There are three fundamental ways that CMOS domination of the electronics marketplace hurts GaAs. First, as mentioned earlier, GaAs is a brittle physical material. The maximum wafer size is limited by the strength of the material, and is currently 150mm in diameter. Most GaAs fabrication currently uses 100mm wafers. Current silicon wafers are either 150mm or 200mm in diameter, and this size continues to increase. Fabrication equipment is optimized for the larger silicon market. New equipment is developed for the standard wafer sizes. If GaAs cannot keep up in wafer size, manufacturing must be done using older equipment, severely impacting the quality of the results. Secondly, because silicon uses larger wafers, the fabrication efficiency is greater, lowering the manufacturing cost. GaAs requires fewer fabrication steps than silicon, but is again hampered by its much smaller market, preventing it from achieving the same economies of scale as silicon.

Finally, existing GaAs technologies dissipate too much power. Fast circuits are possible, but the power dissipation makes the resulting solutions unattractive except in niche markets such as supercomputers.

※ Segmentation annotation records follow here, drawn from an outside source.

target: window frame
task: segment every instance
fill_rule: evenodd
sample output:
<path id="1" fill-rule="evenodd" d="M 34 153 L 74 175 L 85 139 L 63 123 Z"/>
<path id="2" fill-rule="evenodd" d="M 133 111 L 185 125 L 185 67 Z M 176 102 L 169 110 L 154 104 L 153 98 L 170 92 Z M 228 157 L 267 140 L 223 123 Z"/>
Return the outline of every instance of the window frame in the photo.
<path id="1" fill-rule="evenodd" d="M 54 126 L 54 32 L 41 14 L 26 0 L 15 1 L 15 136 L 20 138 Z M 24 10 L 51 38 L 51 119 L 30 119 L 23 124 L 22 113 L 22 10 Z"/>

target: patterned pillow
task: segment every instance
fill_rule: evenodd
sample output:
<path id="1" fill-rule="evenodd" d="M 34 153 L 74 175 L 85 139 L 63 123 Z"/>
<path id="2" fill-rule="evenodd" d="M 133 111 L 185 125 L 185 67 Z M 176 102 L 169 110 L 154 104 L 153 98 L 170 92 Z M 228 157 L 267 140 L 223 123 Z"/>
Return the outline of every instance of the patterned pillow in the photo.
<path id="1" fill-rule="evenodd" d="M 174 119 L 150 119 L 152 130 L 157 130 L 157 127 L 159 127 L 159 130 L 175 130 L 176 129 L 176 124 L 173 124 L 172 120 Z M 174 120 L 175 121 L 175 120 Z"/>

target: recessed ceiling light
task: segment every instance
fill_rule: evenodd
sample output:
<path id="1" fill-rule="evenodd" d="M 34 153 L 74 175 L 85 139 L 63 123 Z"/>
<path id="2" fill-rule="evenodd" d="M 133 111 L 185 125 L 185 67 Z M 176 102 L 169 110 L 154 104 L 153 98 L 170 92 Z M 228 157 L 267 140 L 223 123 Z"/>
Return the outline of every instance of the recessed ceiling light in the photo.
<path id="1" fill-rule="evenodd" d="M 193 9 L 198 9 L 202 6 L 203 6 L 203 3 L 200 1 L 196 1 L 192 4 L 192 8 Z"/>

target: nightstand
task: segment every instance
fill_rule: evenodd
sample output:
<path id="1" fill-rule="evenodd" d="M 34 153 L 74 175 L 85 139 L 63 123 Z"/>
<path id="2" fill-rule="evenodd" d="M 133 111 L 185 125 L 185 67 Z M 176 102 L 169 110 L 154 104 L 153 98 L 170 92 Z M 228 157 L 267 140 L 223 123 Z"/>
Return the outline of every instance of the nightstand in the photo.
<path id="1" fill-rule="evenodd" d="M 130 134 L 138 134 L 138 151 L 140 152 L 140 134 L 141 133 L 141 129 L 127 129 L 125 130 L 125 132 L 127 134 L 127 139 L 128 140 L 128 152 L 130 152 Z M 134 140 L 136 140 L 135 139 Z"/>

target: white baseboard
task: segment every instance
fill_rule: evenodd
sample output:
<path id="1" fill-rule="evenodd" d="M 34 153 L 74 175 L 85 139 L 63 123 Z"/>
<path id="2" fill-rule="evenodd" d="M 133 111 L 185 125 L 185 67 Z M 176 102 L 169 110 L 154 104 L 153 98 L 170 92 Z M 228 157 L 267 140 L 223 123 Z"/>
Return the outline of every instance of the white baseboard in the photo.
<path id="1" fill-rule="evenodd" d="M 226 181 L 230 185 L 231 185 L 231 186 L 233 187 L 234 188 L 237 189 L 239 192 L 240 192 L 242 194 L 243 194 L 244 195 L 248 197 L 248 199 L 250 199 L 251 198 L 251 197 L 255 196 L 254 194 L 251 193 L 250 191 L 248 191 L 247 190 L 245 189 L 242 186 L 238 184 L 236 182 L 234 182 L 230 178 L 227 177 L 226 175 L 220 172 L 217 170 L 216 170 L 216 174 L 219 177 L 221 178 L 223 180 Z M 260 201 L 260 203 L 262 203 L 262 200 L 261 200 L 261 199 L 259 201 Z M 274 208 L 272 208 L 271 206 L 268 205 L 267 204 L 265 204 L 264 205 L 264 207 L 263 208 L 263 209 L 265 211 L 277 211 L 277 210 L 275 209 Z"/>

To compete with CMOS processors, GaAs must provide a compelling advantage in either performance, price, power or reliability. GaAs DCFL provides none of these charateristics. Newer technologies, such as Complementary GaAs may fare better. New applications, such as portable graphic oriented computers and personal digital assistants (PDAs), offer one possible market where high performance and low power are required. If there is hope for Gallium Arsenide as a processor technology, it must be in this high performance, low power area of applications.